Desse modo, merece destaque os esforços por parte dos governos estadual e municipal para viabilizar os empreendimentos, para o que foram realizadas diversas alterações nas normas de ordenamento territorial que incidem na região. O Plano Diretor de Pontal do Paraná foi alterado em 2014, ampliando substantivamente a área destinada à Zona Especial Portuária (CUNHA, 2018; CALDEIRA, 2018). Nessa alteração, o que na versão de 2007 aparecia como Setor Especial do Maciel foi excluído e incorporado à ZEP. Em 2016, foi publicado o Zoneamento Ecológico Econômico do Litoral, via Decreto no. 4996, enquadrando a ZEP como uma Zona de Desenvolvimento Diferenciado, que prevê a instalação de empreendimentos portuários e industriais. Ao mesmo tempo, a presença das comunidades pesqueiras na região não é considerada pelo ZEE.

Figura 4 – Faixa com reivindicação de participação das comunidades pesqueiras no Plano Diretor de Pontal do Paraná. Audiência realizada na Comunidade do Maciel em 06 de dezembro de 2016. Fonte: A autora, 2016.

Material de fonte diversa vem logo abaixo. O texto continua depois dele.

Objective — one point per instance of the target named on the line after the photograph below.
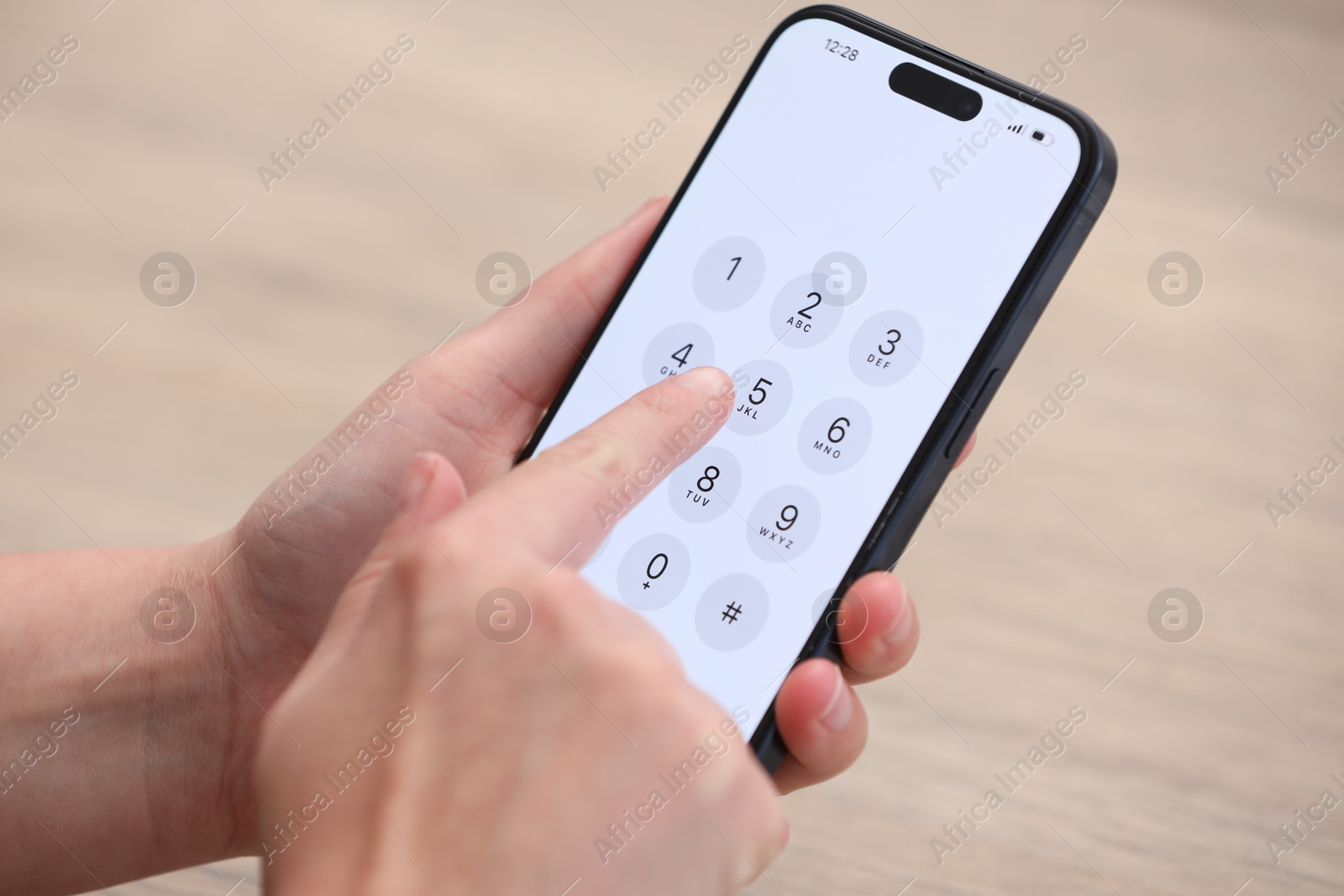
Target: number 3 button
(705, 486)
(675, 351)
(835, 436)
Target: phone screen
(840, 253)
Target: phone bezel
(998, 347)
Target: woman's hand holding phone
(476, 399)
(414, 752)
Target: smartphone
(864, 244)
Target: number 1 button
(729, 275)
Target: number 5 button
(765, 391)
(835, 436)
(675, 351)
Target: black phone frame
(1021, 307)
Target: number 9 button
(705, 486)
(784, 524)
(835, 436)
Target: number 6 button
(675, 351)
(835, 436)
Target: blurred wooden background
(1032, 597)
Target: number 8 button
(705, 486)
(835, 436)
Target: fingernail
(900, 631)
(417, 483)
(705, 380)
(840, 707)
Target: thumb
(432, 490)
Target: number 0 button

Ainda, na esfera municipal, a prefeitura de Pontal do Paraná promulgou o Decreto no. 5532/2016, estabelecendo normas para a emissão dos alvarás de construção na Zona Especial Portuária, com a realização de Estudos de Impactos de Vizinhança (EIV). Segundo o Decreto, caso sejam identificados impactos socioeconômicos, o empreendedor deverá realocar as famílias impactadas (CUNHA, 2018). Existe, de modo bastante evidente, um projeto de desterritorializar as comunidades pesqueiras existentes na área prevista para o novo polo industrial-portuário de Pontal do Paraná.

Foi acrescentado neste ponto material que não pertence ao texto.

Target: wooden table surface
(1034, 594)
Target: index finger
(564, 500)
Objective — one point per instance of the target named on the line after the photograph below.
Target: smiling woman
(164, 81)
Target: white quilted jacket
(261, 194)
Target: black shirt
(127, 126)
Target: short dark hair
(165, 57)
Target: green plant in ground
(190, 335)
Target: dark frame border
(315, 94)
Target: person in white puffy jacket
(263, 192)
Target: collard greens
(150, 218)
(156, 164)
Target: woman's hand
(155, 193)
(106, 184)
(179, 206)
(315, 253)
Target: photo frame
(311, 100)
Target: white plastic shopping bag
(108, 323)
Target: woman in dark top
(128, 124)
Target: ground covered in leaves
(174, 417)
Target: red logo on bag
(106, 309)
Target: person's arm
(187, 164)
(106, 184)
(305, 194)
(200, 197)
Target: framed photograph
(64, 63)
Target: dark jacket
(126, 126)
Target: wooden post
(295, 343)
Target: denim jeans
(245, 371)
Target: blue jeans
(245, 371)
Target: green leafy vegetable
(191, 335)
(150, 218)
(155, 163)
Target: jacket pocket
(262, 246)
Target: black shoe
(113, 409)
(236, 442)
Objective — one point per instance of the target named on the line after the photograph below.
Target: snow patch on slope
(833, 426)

Esses processos não se dão sem resistências. A Comunidade do Maciel tem buscado apoio junto ao Ministério Público Estadual, bem como a pesquisadores das universidades atuantes na região. Há processos de judicialização em curso, tanto no que se refere aos processos de licenciamento dos empreendimentos e da faixa de infraestrutura quanto em relação às alterações nos instrumentos de ordenamento territorial, feitas sem a devida participação das comunidades, que reivindicaram seus direitos de participação, conforme se pode observar na figura 12 (MAFRA, 2018; CORBARI, 2020). Ações de usucapião também são estratégias utilizadas como forma de reconhecimento do direito à terra, como se observa na figura 05. A comunidade buscou ainda, junto à Secretaria do Patrimônio da União (SPU), com apoio de pesquisadores, reconhecer seu território por meio de um Termo de Autorização de Usos Sustentável (TAUS) (ONOFRE, 2018), encaminhado em 2018 e até o momento sem retorno.

Figura 5 – Placa que anuncia o direito à terra pelo usucapião de um morador da Comunidade do Maciel.

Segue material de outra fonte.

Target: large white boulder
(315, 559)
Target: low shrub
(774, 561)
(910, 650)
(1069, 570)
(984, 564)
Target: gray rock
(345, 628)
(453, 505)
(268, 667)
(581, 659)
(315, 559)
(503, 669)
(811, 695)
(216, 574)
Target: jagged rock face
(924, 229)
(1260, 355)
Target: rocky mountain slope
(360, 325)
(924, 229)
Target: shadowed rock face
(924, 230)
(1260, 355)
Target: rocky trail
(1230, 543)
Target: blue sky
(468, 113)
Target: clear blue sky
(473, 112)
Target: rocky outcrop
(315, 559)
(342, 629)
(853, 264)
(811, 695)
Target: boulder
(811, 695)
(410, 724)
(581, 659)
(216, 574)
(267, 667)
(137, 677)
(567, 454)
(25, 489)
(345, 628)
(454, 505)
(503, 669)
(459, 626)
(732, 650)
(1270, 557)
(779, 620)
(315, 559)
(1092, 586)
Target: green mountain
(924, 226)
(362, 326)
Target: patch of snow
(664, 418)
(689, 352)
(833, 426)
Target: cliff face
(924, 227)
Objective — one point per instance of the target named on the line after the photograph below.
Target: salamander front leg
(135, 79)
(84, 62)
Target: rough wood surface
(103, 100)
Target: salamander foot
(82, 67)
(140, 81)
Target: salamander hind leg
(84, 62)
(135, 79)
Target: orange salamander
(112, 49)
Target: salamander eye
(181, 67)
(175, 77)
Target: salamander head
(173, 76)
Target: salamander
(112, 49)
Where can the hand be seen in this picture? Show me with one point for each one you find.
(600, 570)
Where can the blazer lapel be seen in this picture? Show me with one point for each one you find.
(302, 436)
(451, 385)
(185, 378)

Tal cenário pode ser compreendido como um caso em que se aplica o conceito de injustiça ambiental. Num cenário de capitalismo liberalizado, com as reformas implementadas nos sistemas políticos nas últimas décadas, há uma distribuição desigual dos benefícios e malefícios do desenvolvimento econômico, recaindo sobre os grupos sociais despossuídos os danos, enquanto os benefícios se concentram aos grandes interesses econômicos (ACSELRAD et al, 2012).